9. Manual da Paixão Solitária (Companhia das Letras, 2008)
A primeira vez que ouvi Scliar comentar sobre esse livro foi em uma entrevista para mim no início de 2003. Naquela época, a obra chegou a ser anunciada para outubro daquele ano, com o título de O Irmão de Onã, na coleção erótica que a Companhia das Letras estava pondo em circulação, abrindo a série com Diário de um Fescenino, de Rubem Fonseca. Quando Scliar voltou a comentar que o livro estava para sair, numa conversa no bar da redação, eu já havia até me esquecido dele. De acordo com o autor, uma primeira versão do livro praticamente já escrita foi jogada no lixo porque ele percebeu, em certo momento, que estava contando a história por um ponto de vista errado. Trocou de narrador e concluiu este livro com o qual foi agraciado com os Jabutis de Livro do Ano 2009 na categoria ficção e Melhor Romance. Encerrando sua trilogia bíblica, Scliar reconta a história do irmão caçula da família de Onã — aquele mesmo, que deu origem à palavra “onanismo” para não engravidar a mulher de seu irmão mais velho (quando, tecnicamente, Onã praticava não “o prazer solitário”, mas uma variedade ancestral de coitus interruptus). Com humor, Scliar estabelece que o verdadeiro “onanista” da família era o caçula, o “irmão de Onã” — embora seja um dos livros de Scliar com o qual menos consegui me acostumar devido ao engenho formal de apresentar a história pelo ponto de vista de dois palestrantes de um congresso de estudos bíblicos..
10. Eu Vos Abraço, Milhões (Companhia das Letras, 2010)

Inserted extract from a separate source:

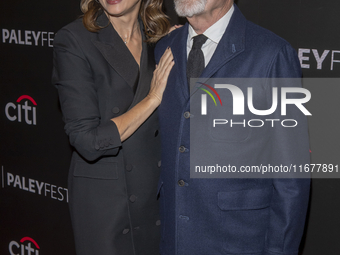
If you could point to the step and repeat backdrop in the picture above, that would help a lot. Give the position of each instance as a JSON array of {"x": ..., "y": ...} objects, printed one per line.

Scliar volta ao passado do Brasil neste romance sobre a Revolução de 1930 no qual reconstrói a utopia comunista no Brasil. Um jovem filho de um capataz em uma estância missioneira, inflamado pelo sonho socialista incutido nele por um amigo, muda-se para o Rio em 1929 tentando encontrar um dos líderes do Partido Comunista para oferecer seus serviços à causa da luta revolucionária. O dirigente, entretanto, é um homem inconstante e difícil de ser encontrado, e enquanto isso o rapaz vai se deixando ficar. Nesse processo, testemunha os efeitos do Crash da bolsa de Nova York, emprega-se como operário na construção do Cristo Redentor e vê a revolução liderada por Getúlio Vargas tomar as ruas de então Capital Federal. Como inadvertida última obra de ficção, representa uma síntese do Scliar romancista da segunda fase e seu modo peculiar de incorporar a história em seus livros.